Вновь переживая произошедшее, Зайцев поднялся из-за стола, — то особое выражение силы, которое мелькнуло на его лице, теперь стало единственным и главным выражением его, то уже не был добродушный широконосый парень, — что-то могучее, львиное, зловещее было в этих раздувшихся ноздрях, в широком лбе, в глазах, полных ужасного, победного вдохновения.

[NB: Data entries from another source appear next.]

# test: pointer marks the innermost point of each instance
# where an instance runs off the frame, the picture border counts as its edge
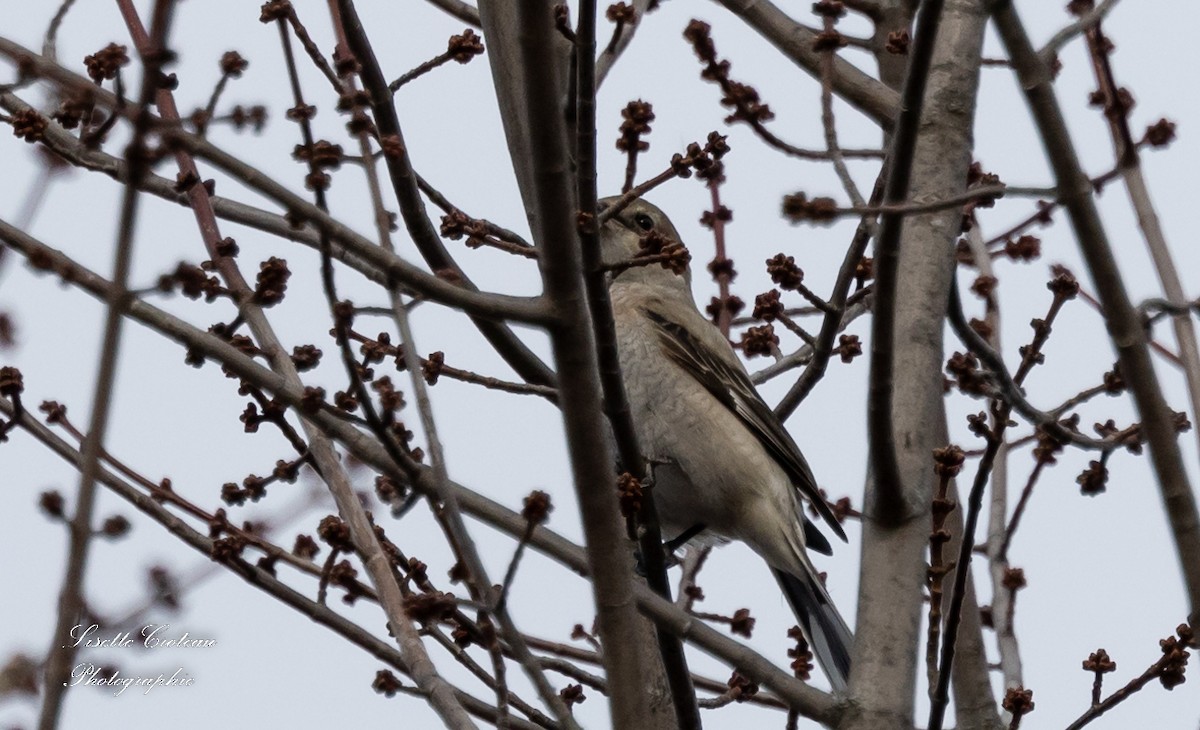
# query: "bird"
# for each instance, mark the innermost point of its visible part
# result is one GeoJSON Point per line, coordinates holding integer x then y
{"type": "Point", "coordinates": [723, 465]}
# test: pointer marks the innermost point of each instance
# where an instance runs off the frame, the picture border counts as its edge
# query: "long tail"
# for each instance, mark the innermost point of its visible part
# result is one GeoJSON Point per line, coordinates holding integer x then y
{"type": "Point", "coordinates": [823, 627]}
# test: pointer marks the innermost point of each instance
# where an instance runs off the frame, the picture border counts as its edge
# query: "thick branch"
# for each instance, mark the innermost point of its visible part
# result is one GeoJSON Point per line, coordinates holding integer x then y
{"type": "Point", "coordinates": [1123, 322]}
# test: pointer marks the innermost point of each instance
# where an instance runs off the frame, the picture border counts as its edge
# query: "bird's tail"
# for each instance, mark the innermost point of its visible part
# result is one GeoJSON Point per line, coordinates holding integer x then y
{"type": "Point", "coordinates": [823, 627]}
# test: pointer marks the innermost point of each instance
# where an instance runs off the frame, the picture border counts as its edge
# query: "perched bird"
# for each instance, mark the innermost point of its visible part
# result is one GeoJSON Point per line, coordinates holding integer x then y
{"type": "Point", "coordinates": [723, 465]}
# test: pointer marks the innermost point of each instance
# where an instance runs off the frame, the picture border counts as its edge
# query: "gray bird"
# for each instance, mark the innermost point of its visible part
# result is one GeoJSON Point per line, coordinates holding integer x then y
{"type": "Point", "coordinates": [724, 467]}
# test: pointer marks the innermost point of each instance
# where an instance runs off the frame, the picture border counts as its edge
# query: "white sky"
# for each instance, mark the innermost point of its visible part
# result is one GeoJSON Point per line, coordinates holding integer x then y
{"type": "Point", "coordinates": [1102, 570]}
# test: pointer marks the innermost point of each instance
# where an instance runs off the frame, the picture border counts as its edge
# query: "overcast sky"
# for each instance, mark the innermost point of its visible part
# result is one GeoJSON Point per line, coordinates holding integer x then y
{"type": "Point", "coordinates": [1101, 570]}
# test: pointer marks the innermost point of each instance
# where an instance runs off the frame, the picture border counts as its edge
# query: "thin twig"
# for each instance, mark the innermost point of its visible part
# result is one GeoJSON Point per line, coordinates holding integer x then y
{"type": "Point", "coordinates": [71, 598]}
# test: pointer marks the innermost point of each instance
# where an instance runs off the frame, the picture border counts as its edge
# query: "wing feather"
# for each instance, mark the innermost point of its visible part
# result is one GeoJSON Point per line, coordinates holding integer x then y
{"type": "Point", "coordinates": [732, 387]}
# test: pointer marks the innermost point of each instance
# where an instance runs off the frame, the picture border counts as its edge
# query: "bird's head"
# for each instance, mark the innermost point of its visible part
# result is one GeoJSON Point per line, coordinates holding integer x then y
{"type": "Point", "coordinates": [640, 244]}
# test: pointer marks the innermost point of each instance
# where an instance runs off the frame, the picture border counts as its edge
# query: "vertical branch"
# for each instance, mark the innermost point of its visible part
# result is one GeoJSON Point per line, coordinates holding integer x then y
{"type": "Point", "coordinates": [1123, 322]}
{"type": "Point", "coordinates": [71, 598]}
{"type": "Point", "coordinates": [616, 401]}
{"type": "Point", "coordinates": [529, 83]}
{"type": "Point", "coordinates": [889, 489]}
{"type": "Point", "coordinates": [408, 197]}
{"type": "Point", "coordinates": [447, 506]}
{"type": "Point", "coordinates": [921, 267]}
{"type": "Point", "coordinates": [997, 507]}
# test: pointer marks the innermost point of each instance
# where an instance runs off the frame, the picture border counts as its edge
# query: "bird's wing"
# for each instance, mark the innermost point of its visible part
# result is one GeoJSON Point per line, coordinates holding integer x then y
{"type": "Point", "coordinates": [732, 387]}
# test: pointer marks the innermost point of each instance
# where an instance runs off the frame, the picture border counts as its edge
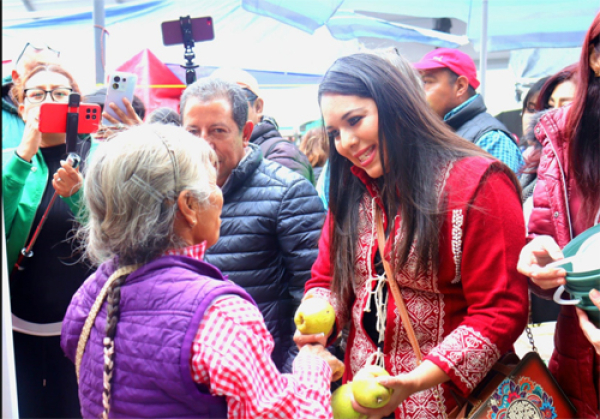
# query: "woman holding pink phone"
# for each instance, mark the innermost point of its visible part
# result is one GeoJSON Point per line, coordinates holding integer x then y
{"type": "Point", "coordinates": [42, 285]}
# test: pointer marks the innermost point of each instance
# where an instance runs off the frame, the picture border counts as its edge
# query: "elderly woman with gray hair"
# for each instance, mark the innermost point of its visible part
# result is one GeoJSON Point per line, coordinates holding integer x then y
{"type": "Point", "coordinates": [156, 331]}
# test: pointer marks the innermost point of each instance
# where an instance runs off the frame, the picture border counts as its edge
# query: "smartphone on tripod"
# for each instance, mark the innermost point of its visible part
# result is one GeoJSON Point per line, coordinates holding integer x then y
{"type": "Point", "coordinates": [202, 30]}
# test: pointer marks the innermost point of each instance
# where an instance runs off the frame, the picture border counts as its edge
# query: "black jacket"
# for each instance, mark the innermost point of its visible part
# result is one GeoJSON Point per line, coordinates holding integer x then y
{"type": "Point", "coordinates": [276, 148]}
{"type": "Point", "coordinates": [271, 223]}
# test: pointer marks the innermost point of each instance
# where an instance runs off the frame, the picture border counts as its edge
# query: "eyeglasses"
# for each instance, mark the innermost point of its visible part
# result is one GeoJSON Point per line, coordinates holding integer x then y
{"type": "Point", "coordinates": [37, 49]}
{"type": "Point", "coordinates": [58, 94]}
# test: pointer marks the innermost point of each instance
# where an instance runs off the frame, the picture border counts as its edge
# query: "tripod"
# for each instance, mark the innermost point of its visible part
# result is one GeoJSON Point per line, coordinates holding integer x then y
{"type": "Point", "coordinates": [188, 42]}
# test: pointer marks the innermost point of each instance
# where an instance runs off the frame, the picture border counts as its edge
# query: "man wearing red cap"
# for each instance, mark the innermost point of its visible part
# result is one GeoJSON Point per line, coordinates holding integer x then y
{"type": "Point", "coordinates": [450, 79]}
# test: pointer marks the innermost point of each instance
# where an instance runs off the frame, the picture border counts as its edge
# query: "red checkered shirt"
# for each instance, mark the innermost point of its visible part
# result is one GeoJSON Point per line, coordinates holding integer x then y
{"type": "Point", "coordinates": [231, 355]}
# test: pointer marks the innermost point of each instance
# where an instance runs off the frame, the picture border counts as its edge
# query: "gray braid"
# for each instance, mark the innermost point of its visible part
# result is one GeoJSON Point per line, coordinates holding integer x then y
{"type": "Point", "coordinates": [112, 317]}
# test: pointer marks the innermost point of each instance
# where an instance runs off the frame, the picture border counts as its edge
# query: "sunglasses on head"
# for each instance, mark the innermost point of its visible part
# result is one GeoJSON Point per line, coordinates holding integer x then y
{"type": "Point", "coordinates": [29, 45]}
{"type": "Point", "coordinates": [250, 96]}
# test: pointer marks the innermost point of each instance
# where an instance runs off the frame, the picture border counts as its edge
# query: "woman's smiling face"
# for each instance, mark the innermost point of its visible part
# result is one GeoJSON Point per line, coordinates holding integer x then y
{"type": "Point", "coordinates": [353, 122]}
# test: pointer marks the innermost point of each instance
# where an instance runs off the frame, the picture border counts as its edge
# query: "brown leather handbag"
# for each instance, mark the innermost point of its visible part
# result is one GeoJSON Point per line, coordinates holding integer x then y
{"type": "Point", "coordinates": [514, 388]}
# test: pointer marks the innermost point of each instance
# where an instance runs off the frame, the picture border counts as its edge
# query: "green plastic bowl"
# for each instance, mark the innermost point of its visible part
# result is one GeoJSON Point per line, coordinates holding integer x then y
{"type": "Point", "coordinates": [572, 248]}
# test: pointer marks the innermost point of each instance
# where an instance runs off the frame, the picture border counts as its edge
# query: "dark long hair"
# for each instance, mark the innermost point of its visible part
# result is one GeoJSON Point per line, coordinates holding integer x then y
{"type": "Point", "coordinates": [583, 125]}
{"type": "Point", "coordinates": [417, 144]}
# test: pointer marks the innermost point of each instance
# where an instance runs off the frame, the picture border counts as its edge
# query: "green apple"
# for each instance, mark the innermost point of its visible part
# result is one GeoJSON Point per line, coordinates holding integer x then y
{"type": "Point", "coordinates": [367, 391]}
{"type": "Point", "coordinates": [341, 404]}
{"type": "Point", "coordinates": [314, 316]}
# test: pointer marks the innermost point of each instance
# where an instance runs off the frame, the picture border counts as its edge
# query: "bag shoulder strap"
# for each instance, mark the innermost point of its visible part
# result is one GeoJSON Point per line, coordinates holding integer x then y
{"type": "Point", "coordinates": [89, 322]}
{"type": "Point", "coordinates": [395, 289]}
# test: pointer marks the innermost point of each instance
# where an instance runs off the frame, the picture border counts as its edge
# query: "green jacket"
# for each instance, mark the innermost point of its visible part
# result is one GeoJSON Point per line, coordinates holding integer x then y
{"type": "Point", "coordinates": [23, 185]}
{"type": "Point", "coordinates": [12, 124]}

— Он понял — узнал меня. И я выстрелил.

На мгновение стало тихо. Так, наверное, было тихо после короткого прозвучавшего вчера выстрела, и словно бы снова послышался шум упавшего человеческого тела. Батюк вдруг повернулся к Крымову, спросил:

— Ну как, интересно вам?

— Здорово, — сказал Крымов и больше ничего не сказал.

Ночевал Крымов у Батюка.

Батюк, шевеля губами, отсчитывал в рюмочку капли сердечного лекарства, наливал в стакан воду.

Позевывая, он рассказывал Крымову о делах в дивизии, не о боях, а о всяких происшествиях жизни.

Все, что говорил Батюк, имело отношение, казалось Крымову, к той истории, что произошла с самим Батюком в первые часы войны, от нее тянулись его мысли.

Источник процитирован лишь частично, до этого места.